SVD is often used to perform tensor decompositions in Tucker and Tensor Train formats. HOSVD (Higher-order SVD) is an algorithm that approximates a given tensor (a multidimensional array of real or complex numbers) with a smaller tensor and a bunch of matrices - this is called the Tucker format. Sometimes HOSVD is used to initialize such a decomposition which is then improved using ALS (Alternating Least Squares) - the resulting algorithm that combines these two parts is called HOOI (Higher Order Orthogonal Iteration). All these three algorithms as well as Tucker format are described in Tensor Decompositions and Applications by T. G. Kolda, B. W. Bader (http://www.kolda.net/publication/koba09/). Also, these algorithms are implemented in http://tensorly.org/stable/modules/generated/tensorly.decomposition.Tucker.html. Some applications of these decompositions are given in the aforementioned paper. Another application I would like to mention is making neural networks work faster by approximating their tensors in Tucker format using these decompositions, see Automated Multi-Stage Compression of Neural Networks by Gusak et al. (https://www.semanticscholar.org/paper/Automated-Multi-Stage-Compression-of-Neural-Gusak-Kholyavchenko/b8bbda9bc5e0861a64a54057af7f6a88b49498c7).

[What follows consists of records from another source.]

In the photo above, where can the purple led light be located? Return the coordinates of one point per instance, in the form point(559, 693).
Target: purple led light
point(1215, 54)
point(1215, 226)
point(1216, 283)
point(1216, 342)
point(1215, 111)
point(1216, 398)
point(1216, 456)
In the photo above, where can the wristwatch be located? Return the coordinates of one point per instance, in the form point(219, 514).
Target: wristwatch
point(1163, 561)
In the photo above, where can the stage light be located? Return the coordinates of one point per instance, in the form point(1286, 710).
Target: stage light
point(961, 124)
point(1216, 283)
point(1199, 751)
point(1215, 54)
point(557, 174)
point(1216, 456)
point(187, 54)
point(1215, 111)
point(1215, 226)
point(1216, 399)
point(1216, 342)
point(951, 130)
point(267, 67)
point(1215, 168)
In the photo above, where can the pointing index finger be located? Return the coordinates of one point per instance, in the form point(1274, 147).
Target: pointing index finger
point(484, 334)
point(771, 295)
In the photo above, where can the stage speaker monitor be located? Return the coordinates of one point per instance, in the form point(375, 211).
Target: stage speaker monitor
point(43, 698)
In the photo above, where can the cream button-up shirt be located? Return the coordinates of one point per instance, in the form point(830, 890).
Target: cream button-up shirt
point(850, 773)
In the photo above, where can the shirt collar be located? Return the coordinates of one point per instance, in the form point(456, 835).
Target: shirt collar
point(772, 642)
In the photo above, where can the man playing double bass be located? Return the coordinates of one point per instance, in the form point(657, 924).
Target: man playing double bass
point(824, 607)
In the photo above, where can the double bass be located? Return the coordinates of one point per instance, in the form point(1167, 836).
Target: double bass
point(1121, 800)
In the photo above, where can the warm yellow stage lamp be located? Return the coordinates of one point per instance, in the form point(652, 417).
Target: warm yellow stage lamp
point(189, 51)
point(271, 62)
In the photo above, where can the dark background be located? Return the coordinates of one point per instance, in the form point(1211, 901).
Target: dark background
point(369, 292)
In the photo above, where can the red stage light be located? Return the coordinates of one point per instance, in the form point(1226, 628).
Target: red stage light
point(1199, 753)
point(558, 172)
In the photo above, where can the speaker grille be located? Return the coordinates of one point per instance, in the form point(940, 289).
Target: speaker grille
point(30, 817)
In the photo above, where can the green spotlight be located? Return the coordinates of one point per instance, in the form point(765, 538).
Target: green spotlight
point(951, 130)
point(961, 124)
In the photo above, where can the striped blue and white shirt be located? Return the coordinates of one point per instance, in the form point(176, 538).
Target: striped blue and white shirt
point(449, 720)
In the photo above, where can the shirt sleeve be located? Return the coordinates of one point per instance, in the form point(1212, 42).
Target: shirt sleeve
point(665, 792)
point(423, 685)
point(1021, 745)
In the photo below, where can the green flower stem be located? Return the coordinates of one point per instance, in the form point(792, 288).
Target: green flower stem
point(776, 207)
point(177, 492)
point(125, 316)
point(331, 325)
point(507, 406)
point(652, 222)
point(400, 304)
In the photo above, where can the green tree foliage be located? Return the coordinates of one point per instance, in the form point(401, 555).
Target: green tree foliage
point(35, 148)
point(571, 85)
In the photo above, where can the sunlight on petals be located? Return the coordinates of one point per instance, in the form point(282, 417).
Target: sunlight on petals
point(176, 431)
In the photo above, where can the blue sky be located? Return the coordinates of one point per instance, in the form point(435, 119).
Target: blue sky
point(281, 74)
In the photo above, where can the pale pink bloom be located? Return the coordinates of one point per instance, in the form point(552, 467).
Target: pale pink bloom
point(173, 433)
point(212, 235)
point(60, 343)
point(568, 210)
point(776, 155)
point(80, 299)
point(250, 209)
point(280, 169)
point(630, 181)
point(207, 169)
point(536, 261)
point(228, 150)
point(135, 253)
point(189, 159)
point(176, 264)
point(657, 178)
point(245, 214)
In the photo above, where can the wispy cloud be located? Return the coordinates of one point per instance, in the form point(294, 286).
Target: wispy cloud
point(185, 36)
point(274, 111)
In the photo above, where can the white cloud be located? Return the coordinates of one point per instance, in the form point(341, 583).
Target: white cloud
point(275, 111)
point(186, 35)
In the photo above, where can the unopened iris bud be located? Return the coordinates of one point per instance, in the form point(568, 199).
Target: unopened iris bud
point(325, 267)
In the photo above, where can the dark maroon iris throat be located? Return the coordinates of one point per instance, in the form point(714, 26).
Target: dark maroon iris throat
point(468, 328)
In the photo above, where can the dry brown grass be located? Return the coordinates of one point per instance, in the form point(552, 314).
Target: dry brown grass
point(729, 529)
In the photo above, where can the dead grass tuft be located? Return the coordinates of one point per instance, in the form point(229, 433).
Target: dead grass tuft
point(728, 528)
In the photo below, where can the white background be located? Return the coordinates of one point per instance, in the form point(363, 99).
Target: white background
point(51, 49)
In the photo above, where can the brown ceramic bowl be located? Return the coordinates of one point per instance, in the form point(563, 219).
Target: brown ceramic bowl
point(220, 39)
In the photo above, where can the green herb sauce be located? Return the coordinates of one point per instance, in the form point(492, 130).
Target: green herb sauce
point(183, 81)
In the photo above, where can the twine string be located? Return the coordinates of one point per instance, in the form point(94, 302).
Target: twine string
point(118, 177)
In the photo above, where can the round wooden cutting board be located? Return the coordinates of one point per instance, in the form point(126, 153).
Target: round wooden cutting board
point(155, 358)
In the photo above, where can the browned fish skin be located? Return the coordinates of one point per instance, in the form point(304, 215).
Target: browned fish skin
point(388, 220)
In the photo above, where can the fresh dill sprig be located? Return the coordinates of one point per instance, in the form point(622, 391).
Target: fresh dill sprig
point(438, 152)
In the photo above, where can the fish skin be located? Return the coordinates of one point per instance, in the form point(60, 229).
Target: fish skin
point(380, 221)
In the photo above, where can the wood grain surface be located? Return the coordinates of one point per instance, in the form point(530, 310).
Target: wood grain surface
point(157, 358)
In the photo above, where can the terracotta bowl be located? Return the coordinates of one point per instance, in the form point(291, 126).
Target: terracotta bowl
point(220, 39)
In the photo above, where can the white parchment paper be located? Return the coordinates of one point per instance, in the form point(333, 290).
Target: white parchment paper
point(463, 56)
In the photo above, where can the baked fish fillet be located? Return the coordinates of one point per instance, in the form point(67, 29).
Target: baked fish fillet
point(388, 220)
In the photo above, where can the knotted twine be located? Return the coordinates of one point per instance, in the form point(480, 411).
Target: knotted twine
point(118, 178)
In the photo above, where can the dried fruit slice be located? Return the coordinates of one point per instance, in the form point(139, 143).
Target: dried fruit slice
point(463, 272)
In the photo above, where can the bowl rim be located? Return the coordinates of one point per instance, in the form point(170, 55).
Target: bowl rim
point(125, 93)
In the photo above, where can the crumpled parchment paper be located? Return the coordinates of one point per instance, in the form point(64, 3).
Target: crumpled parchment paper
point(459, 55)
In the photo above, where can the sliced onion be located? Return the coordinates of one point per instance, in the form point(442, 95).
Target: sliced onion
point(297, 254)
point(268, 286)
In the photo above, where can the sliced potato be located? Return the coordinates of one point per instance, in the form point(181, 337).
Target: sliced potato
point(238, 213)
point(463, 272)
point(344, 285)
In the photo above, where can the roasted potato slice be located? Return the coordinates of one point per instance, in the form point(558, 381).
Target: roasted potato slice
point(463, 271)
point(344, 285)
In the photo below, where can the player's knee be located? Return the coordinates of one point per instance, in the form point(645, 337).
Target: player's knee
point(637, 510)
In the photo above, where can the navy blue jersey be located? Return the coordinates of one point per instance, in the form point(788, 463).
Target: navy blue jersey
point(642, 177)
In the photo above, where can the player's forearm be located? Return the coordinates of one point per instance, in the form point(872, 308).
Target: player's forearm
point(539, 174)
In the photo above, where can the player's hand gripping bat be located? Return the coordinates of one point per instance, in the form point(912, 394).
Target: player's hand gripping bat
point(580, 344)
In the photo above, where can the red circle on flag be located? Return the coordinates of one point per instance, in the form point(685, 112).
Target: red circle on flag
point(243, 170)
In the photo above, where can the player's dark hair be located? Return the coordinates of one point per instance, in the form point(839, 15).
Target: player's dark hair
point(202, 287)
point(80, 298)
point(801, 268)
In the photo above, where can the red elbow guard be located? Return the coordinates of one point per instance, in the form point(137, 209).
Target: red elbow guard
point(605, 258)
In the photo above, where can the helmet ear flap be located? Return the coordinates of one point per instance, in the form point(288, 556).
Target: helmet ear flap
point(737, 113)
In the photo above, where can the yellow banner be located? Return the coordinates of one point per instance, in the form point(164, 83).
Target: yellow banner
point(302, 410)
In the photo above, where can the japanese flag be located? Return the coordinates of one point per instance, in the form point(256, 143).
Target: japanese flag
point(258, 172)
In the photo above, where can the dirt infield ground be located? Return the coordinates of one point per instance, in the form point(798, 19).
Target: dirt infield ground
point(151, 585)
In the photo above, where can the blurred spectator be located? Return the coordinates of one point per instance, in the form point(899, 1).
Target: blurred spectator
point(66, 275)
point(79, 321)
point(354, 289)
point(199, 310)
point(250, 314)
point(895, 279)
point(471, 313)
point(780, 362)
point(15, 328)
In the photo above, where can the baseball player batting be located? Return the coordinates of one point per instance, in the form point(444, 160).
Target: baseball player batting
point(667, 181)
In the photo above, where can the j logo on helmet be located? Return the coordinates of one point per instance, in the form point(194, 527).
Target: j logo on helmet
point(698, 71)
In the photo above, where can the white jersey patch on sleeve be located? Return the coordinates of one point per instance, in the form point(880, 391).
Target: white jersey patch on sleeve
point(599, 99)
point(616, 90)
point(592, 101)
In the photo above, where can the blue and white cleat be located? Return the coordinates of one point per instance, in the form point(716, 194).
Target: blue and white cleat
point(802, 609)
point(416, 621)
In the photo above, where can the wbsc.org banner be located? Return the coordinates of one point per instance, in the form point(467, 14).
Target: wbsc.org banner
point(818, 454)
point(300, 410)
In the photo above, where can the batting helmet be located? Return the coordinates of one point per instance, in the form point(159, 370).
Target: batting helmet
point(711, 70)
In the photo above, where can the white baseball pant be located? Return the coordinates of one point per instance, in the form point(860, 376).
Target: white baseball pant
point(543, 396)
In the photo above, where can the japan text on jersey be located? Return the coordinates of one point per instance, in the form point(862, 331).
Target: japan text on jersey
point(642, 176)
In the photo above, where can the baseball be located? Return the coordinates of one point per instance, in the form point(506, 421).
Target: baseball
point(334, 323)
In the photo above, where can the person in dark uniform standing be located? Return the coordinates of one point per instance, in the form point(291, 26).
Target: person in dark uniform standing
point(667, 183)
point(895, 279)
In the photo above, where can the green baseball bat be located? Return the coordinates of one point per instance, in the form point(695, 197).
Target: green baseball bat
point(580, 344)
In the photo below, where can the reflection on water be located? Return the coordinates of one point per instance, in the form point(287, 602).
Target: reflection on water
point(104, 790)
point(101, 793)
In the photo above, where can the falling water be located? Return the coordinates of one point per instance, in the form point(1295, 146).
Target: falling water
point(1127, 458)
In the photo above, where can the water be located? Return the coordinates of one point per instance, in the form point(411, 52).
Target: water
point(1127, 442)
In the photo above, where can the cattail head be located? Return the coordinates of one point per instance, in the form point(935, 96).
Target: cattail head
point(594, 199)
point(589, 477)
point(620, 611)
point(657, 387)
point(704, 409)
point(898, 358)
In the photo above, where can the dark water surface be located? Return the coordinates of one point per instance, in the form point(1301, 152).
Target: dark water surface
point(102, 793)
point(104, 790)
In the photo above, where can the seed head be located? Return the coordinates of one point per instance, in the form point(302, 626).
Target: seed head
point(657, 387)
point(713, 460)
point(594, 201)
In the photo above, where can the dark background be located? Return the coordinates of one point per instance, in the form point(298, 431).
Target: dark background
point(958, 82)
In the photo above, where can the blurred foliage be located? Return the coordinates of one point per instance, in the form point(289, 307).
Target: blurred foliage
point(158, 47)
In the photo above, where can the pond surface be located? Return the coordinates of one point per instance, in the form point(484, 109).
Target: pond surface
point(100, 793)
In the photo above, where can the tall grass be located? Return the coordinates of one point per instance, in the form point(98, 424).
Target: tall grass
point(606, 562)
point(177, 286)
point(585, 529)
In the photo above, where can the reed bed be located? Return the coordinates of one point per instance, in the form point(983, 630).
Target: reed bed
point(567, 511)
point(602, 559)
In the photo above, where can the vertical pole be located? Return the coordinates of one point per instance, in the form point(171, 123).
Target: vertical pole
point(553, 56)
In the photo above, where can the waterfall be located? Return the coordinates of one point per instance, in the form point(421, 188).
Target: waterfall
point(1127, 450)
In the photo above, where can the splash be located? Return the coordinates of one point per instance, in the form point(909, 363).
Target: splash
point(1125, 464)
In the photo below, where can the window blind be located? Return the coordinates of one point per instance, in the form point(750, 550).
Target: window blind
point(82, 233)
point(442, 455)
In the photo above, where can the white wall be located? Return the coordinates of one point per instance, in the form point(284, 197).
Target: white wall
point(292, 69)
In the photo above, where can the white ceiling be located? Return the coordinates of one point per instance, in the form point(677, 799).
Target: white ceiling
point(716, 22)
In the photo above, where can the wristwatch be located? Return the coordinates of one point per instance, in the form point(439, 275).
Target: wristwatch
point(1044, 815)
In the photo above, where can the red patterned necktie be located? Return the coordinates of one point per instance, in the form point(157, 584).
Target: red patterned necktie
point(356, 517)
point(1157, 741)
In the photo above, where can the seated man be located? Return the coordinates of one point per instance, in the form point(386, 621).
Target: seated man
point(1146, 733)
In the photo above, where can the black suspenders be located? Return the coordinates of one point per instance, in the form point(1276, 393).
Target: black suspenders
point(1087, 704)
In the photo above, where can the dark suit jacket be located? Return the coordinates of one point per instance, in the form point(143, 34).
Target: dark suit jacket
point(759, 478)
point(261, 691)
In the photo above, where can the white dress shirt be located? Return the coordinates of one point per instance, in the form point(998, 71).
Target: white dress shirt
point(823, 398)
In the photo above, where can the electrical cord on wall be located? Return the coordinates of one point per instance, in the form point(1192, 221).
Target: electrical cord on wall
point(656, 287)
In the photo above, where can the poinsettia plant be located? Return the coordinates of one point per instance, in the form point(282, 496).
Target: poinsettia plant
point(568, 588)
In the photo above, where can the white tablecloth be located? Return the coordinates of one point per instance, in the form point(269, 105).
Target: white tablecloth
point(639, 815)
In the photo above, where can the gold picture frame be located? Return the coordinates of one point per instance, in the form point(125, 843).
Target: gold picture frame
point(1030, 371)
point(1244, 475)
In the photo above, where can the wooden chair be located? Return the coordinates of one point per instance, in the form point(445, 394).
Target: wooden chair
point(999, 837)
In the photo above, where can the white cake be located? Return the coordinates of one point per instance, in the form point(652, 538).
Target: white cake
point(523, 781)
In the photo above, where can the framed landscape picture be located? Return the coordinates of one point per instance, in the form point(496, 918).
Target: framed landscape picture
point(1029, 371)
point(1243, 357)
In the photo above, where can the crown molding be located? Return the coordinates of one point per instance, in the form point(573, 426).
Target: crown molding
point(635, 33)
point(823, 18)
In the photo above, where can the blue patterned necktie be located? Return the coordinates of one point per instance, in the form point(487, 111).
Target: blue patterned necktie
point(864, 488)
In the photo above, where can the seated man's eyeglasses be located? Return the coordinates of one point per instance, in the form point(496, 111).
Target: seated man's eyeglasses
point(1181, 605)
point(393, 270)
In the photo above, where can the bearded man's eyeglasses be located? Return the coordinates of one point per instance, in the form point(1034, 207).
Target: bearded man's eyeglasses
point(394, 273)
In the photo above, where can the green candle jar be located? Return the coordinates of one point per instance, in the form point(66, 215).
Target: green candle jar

To approximate a tensor using Tensor Train format, one typically uses a bunch of SVDs and nothing else. The format and the algorithm are described in Tensor-train decomposition by Oseledets (http://pitt.edu/~sjh95/related_papers/tensor_train_decomposition.pdf). I don't know much about its applications. I know that quantum physicists call this format Matrix Product State when it's used to represent quantum states and Matrix Product Operator when it's used to represent a Hamiltonian, more can be read about this in Hand-waving and Interpretive Dance: An Introductory Course on Tensor Networks by Jacob C. Bridgeman, Christopher T. Chubb (https://arxiv.org/abs/1603.03039).